As for what comes next, Brokeback will usher in a new era of interesting parts for Ledger-not that he regrets any of his previous films (though he admits some were better than others). He also admits a good portion of his films have been period pieces, a fact that’s mostly unintentional.
“You’d have to ask my agent why,” he joked. “I’m getting quite sick of riding horses.”
In reality, he says most of the interesting scripts he’s gotten are for period pieces. The interesting contemporary roles are mostly reserved for actors around the age Ledger is now becoming (he’ll be 27 in April). In which case, it seems he did Brokeback just in the nick of time.
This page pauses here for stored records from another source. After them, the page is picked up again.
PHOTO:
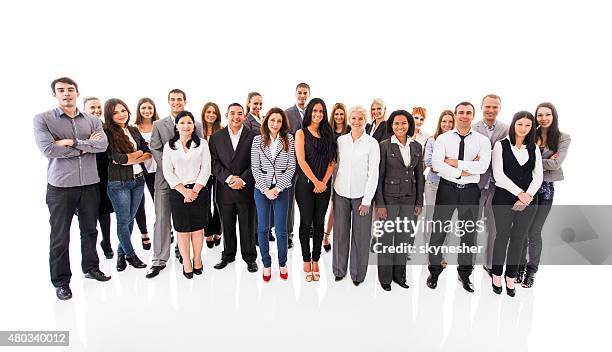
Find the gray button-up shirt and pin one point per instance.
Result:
(75, 165)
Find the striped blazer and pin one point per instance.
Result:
(265, 167)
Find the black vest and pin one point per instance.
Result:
(521, 175)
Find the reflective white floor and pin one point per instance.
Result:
(233, 309)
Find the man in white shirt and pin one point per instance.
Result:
(460, 156)
(495, 131)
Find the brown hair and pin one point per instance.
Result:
(283, 133)
(117, 139)
(217, 124)
(139, 118)
(439, 127)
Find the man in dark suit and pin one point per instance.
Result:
(230, 150)
(295, 115)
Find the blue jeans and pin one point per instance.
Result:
(126, 197)
(264, 206)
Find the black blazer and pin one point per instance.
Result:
(381, 132)
(117, 171)
(398, 184)
(226, 162)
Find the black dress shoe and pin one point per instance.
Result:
(121, 264)
(402, 284)
(154, 271)
(488, 271)
(386, 287)
(496, 289)
(135, 262)
(432, 281)
(252, 267)
(223, 263)
(63, 292)
(466, 283)
(96, 274)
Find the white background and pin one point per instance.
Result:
(431, 54)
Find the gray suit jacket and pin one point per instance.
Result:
(163, 131)
(499, 132)
(295, 119)
(552, 168)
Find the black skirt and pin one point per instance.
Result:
(188, 217)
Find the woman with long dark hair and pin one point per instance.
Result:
(517, 168)
(315, 150)
(273, 166)
(211, 121)
(146, 114)
(554, 145)
(127, 151)
(399, 194)
(187, 165)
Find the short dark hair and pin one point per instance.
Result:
(302, 85)
(400, 113)
(530, 138)
(177, 91)
(465, 103)
(232, 105)
(194, 135)
(66, 80)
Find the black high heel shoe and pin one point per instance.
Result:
(196, 270)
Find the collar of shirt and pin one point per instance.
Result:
(396, 141)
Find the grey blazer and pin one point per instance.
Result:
(552, 168)
(499, 132)
(163, 131)
(295, 119)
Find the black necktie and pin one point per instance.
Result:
(461, 146)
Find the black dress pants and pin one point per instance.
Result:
(245, 213)
(448, 199)
(511, 231)
(313, 207)
(63, 202)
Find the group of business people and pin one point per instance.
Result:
(206, 179)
There’s no need to worry Ledger will get caught up in his own hype, though. The easygoing Aussie is more an actor than a celebrity, and would just as soon stay home than go to a star-studded bash. In fact, in the midst of Brokeback mania, he sounded surprisingly calm on the phone last week, even though he’d stayed up most of the night with the baby. “It’s a beautiful distraction from all this,” he said.